Oskosh safe flight
Let's see if this year we can make EAA Airventure accident free, both the convention itself and the trip to and from.
Here are a few suggestions:
1 Be conservative and realistic in your flight planning for the enroute trip. Take the safest way, not the risky one where everything has to work out perfect to make it.
For instance, does it make sense to leave with minimum fuel with the hope of stopping to fill up with cheaper fuel enroute? To save perhaps $20 , but make the flight less safe.
Or to leave at 6 pm at night after a long week of work?
2. Keep and eye on the weather for a few days before you plan leave, get the overall picture, of course, it is a lot different if you are coming from L A or Houston , than just hopping up from Chicago.
Get a real weather briefing, not just some spot quicky in a cell phone. One service that I really like and some better FBO s have it the WSI weather computer; very easy to operate , free, and let's you see the weather not just read texts about it.
If you need to , alter your departure by a day or two, to get better weather.
Generally, not always, in the summer months flying the trip first thing in the morning will have better weather, with most of the thunderstorms coming in the afternoon.
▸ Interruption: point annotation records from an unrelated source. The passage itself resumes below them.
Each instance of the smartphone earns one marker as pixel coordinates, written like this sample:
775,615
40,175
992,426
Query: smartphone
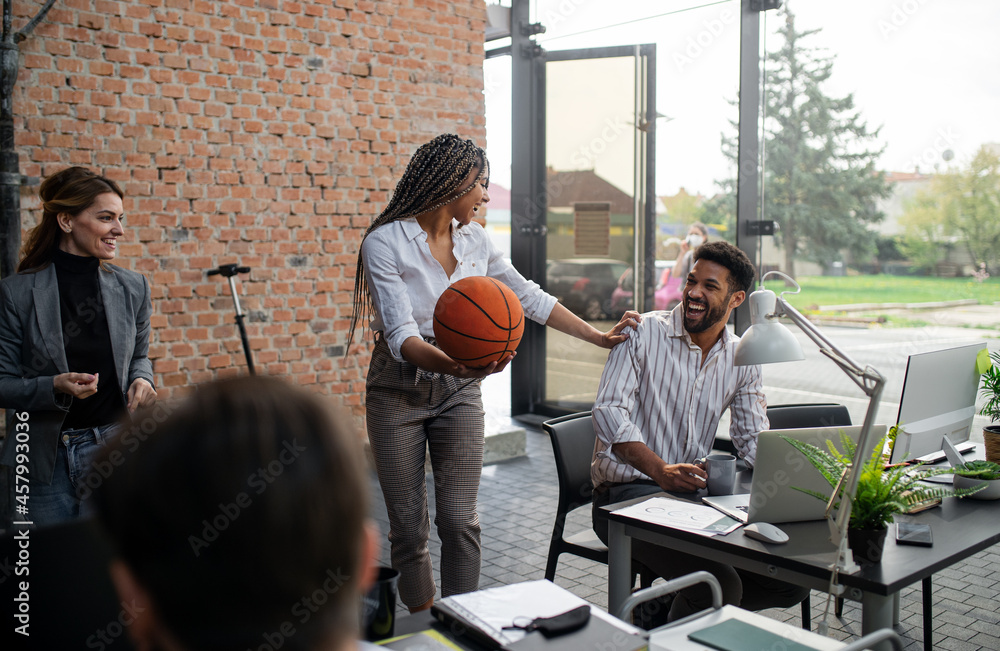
913,534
Morning can have low ceilings or visiblity or fog in some places like around river basins or especially the Mississippi.
3. Leave time to detour or stop enroute as needed for weather or fatigue. There are a hundred small towns with airports and motels for less than the price of filling up most cars these days, all along the route.
Years ago a man I know left OK in his new and hot fighter in pretty good weather but on an IFR fight plan.. He was up at 16,000 or so and really making time, over 250 mph. He was making such time that he could get to FLD non stop, rather than taking an hour or so to descend and refuel. He got to FLD ok, but low on fuel when he was on final. There was a business jet in front of him using a long final and so he had to go around. His engine quit on short final the 2nd approach, and he belled in just off the runway. He was not injured,but the plane was severely damaged. This man in civilian life is smart and highly educated, many of you would know his name if I gave it. But his mistake was in cutting it too close, FOR NO GOOD REASON, and not leaving an out, and overflying dozens of refueling stops he could have made.
4. Obtain, read and preplan the Fisk or whatever arrival you are using. You can phone EAA for a copy or get it on line, I think.Don't count on it being at most FBOs enroute like in the good old days.
5. Leave plenty of fuel for the arrival in case you have to hold or detour. Try not to arrive at the busiest times. Know where your alternate is. And if things get tight, remember safe flight has nothing to do with if you paid a deposit at some motel or are hoping to make happy hour at Hooters. They will all be there tomorrow, if you will.
6. The essence of the Fisk or any arrival is to set up a certain speed, a certain altitude, perhaps 1000 agl and 100 mph over the landmark, and just follow the plane in front of you . Fly your plane, don't worry if the guy in front does it perfectly, just keep them in sight and don't hit anyone.
And eyes looking out the window, not in the cockpit at some techno gadget.
7. One more big vital part: The landing. As you join on downwind or base , as for as possible, MAKE A NORMAL LANDING. GEAR DOWN, normal flaps, prop and mixure set, AND IF YOU HAVE MADE EVERY OTHER LANDING ALL YEAR WITH 80 ON BASE, AND 70 ON FINAL, DO IT THAT WAY ONE MORE TIME.
If your cool homebuilt or warbird or Mooney stalls (VSO) at 60 mph in Miami or Dallas or Seattle or Boston; now is not the time to try to revise all the laws of gravity and aerodynamics and try to fly it a 55, just cause the guy in front of you might be slower. If there something big in front of you, watch the wake turbulence, though it is not normally a problem.
AND IF IT IS NOT RIGHT, GO AROUND.
8. After you land and are slow, taxi off and follow the flagmen. When stopped, close your flight plan, or did you fly all the way cross the U S without one.
9.Then get fuel , so you don't have to rush it when you get ready to leave. And don't buy so much junk that you are overgross on the return. Good luck
Last edited by Bill Greenwood; 06-25-2012 at 06:36 PM.
Bill made a point I'd like to embellish:
"If it is not right, go around."
That applies everywhere in the arrival process. If you're in a Comanche (for instance) and get stuck behind a Cub, that's a recipe for failure. Change the situation - return to the start of the arrival, do whatever, just don't put yourself in the dangerous situation where if the Cub slows by another MPH, you're gonna chew his tail off or stall/spin. It isn't worth it.
Great checklist. If I may add: Don't forget to check for TFRs.